Every one (mostly) I know is telling me to get my masters.  They tell me to even if they don’t know what the decision is.  I agree that this is the most logical decision, but every time I think more about it, my heart hurts.  I am reminded of the years I would have to wait to hold my child in my arms.  I know 5 years is nothing, but I just am unable to imagine waiting that long.

I feel like God is telling me to go for it, to further my education.  But I am just so scared that it is the wrong decision.

Solitary Confinement

Half an hour left before my first church council meeting! I know that I will have a lot to offer, and hopefully it will all make sense, but I am still a bit nervous. I think it is because I am the youngest member to sit on the council, maybe ever! Plus, I am just not sure what to fully expect. I will know soon enough!

Justin and I played Tetris for awhile Saturday.  It was a lot of fun, and we ranked ourselves 9th in the world on the Tetris tournament.  Pretty good if I do say so myself!  John came over the next day and he and Justin beat our ranking, but I still felt worthy for awhile!
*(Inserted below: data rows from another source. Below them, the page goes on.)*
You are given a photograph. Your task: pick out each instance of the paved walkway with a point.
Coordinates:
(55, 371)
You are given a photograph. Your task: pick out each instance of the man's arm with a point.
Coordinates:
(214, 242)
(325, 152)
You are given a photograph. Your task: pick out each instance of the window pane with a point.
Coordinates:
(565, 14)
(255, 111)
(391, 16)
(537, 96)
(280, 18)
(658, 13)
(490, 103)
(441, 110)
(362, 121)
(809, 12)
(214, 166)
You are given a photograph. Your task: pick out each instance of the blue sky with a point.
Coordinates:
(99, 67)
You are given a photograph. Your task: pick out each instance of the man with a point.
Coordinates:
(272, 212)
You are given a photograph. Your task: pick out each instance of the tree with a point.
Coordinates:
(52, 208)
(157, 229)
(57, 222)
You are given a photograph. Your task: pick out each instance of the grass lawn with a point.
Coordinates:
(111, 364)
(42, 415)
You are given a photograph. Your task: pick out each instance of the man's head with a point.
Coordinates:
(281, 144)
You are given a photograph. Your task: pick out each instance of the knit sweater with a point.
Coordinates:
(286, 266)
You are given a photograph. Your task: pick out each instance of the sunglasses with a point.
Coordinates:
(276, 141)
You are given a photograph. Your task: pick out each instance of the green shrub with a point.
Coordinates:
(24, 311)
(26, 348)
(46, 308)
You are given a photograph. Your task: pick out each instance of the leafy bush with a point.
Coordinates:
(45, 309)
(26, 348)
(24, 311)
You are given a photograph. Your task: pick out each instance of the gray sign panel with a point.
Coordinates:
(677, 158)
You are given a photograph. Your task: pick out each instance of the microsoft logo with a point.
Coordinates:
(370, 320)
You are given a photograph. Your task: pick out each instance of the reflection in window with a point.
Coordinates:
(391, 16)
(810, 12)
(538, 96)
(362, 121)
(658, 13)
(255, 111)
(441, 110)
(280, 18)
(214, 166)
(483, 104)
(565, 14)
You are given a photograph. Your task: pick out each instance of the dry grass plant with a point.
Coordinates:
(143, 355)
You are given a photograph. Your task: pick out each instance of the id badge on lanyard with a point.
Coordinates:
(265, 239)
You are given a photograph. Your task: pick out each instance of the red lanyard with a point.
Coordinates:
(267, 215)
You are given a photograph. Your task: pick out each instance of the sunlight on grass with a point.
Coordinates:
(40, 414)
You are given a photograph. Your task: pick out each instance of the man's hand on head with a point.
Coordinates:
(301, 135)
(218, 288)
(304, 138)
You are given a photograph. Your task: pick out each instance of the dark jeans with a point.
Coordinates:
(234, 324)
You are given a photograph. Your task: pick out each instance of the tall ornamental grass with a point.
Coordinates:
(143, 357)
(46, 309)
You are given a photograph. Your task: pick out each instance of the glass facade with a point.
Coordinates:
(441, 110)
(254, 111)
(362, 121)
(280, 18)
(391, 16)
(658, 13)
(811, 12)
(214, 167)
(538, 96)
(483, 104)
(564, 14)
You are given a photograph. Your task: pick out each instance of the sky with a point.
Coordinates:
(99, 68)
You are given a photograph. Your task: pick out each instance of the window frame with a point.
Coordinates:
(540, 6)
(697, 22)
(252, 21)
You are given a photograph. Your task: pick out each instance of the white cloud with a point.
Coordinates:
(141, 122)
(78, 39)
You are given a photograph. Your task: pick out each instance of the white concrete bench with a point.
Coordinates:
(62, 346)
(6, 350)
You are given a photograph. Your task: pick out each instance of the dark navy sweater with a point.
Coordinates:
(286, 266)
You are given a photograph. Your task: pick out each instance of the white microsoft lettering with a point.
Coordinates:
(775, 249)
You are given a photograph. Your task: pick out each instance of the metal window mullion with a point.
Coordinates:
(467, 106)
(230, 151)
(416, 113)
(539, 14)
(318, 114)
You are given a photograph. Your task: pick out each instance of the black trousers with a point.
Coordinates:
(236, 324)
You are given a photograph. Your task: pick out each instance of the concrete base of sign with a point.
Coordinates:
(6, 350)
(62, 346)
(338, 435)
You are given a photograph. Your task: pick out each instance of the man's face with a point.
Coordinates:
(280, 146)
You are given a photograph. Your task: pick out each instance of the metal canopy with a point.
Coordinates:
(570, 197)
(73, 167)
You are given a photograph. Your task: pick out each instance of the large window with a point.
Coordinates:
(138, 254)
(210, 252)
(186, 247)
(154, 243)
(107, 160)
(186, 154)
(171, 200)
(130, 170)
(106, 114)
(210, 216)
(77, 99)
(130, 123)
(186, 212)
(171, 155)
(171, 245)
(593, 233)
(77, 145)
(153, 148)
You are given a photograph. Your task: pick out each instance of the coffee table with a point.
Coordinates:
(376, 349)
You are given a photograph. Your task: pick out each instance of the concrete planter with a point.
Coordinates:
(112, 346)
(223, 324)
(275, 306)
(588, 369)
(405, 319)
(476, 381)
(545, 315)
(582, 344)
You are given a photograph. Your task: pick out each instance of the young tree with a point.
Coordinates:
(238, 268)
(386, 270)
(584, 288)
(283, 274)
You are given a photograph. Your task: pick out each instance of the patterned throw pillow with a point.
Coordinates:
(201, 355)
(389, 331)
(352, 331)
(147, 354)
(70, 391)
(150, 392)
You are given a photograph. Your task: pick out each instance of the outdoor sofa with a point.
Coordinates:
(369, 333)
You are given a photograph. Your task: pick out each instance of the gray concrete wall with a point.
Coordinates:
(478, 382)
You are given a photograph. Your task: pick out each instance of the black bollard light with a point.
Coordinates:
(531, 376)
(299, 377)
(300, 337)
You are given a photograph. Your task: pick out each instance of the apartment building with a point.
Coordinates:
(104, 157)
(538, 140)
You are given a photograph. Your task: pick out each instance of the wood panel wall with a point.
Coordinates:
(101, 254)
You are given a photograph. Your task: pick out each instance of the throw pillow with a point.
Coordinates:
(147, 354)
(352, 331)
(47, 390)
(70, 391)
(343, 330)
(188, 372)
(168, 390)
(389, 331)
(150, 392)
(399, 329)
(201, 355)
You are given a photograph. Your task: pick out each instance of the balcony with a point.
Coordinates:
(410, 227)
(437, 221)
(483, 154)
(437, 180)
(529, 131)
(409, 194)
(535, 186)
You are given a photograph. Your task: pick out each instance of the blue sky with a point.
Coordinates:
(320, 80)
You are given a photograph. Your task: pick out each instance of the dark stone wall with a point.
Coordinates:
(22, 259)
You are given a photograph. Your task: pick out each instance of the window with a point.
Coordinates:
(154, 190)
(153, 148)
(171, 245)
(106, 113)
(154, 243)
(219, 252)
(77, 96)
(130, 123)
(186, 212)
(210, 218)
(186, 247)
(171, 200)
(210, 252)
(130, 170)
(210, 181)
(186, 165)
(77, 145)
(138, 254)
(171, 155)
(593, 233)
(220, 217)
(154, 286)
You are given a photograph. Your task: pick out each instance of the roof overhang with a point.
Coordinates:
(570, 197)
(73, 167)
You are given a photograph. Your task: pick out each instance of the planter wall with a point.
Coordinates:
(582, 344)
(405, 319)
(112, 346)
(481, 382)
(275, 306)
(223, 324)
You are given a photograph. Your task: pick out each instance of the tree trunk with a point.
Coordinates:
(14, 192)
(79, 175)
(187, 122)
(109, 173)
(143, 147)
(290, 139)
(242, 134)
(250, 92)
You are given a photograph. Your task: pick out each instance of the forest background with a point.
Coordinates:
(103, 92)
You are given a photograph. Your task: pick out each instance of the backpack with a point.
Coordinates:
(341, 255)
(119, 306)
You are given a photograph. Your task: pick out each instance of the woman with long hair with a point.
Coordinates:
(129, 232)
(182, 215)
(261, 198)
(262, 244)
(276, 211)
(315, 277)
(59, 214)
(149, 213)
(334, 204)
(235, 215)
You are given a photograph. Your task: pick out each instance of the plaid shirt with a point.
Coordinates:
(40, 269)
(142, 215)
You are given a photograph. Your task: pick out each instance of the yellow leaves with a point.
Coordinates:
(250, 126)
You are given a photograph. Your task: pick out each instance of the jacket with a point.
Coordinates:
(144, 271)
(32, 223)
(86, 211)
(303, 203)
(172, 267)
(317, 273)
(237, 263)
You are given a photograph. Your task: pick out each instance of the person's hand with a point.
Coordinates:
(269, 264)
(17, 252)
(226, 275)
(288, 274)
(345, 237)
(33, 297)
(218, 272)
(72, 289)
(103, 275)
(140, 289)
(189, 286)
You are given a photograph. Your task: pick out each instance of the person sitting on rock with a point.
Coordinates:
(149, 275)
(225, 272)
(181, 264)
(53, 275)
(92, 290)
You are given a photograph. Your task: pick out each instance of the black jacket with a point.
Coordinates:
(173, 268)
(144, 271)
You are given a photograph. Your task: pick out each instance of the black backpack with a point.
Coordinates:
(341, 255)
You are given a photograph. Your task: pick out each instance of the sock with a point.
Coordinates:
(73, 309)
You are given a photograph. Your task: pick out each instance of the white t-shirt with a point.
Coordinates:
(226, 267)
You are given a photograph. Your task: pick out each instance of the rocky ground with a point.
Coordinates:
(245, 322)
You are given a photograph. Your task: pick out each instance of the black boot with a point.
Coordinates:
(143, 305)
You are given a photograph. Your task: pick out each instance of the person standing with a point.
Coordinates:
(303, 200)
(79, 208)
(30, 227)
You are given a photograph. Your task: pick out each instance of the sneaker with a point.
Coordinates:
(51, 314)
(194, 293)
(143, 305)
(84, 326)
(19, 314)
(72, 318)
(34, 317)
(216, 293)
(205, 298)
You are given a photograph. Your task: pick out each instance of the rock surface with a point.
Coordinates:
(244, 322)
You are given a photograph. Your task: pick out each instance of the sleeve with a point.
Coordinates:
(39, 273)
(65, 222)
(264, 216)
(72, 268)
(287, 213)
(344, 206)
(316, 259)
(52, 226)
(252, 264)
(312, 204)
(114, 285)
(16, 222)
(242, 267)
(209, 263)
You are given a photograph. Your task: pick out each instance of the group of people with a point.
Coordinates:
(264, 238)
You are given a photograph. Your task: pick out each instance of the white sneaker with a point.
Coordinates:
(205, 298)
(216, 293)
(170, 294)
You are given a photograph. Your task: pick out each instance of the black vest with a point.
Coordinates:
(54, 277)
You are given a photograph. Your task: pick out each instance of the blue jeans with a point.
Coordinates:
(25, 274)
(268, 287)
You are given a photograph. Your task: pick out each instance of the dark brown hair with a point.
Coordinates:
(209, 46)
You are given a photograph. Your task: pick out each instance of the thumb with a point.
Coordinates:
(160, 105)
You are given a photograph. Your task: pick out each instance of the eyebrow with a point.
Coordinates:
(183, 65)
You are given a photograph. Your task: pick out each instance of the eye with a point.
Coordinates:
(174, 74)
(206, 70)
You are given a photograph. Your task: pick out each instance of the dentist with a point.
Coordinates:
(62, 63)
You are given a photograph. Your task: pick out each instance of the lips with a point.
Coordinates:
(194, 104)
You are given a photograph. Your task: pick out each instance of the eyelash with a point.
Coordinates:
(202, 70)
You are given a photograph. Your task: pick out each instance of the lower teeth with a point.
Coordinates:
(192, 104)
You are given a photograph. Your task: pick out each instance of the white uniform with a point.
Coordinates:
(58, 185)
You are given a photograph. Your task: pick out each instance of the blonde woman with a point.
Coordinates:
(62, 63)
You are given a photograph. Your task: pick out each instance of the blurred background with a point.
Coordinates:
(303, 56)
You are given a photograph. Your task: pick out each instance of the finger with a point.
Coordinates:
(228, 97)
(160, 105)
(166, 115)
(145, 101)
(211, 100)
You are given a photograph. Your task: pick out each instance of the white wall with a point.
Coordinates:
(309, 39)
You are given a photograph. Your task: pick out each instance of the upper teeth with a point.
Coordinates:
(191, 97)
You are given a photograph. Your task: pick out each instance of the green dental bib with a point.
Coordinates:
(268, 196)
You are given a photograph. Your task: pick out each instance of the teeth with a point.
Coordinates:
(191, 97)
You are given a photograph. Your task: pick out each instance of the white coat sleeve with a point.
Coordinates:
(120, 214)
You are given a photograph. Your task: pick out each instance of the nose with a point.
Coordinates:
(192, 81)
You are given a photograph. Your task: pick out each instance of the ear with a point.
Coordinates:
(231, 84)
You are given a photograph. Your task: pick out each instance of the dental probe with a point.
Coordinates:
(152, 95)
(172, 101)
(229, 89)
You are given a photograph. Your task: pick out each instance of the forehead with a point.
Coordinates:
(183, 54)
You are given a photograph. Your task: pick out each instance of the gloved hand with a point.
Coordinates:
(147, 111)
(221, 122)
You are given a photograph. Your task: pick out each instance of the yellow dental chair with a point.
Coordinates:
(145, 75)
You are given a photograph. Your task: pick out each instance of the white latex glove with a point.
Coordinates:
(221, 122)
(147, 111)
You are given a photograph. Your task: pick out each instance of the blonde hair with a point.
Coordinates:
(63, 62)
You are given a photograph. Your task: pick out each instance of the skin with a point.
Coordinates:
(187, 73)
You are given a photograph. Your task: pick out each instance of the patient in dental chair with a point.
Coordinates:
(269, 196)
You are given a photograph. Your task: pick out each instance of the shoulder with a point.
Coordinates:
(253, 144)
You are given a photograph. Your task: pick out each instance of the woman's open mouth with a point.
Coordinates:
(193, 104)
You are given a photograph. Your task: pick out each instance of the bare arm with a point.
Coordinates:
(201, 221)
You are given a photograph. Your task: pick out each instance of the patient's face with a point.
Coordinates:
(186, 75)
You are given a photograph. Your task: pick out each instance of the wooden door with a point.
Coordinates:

I am heading to the gym tonight after council, hopefully with Lindsey!  It will be 3 of my necessary 12 visits this month.  I am planning on more than twelve, but it is a great thing for me if I make it that many times!  I also need to start working on not eating in the evening.

I finished the 1,000 White Women book that I recommended by Jim Fergus.  It was incredibly amazing.  I liked it so much that I went out and purchased his next book, Wild Girl.  I recommend this one also.  They are especially great books to read if you have any interest in Native American life and culture.

One last piece of advice, I downloaded this great solitaire game for my Mac the other day.  You can get it at www.lavacat.com.  It amazes me the way programs run on Macs!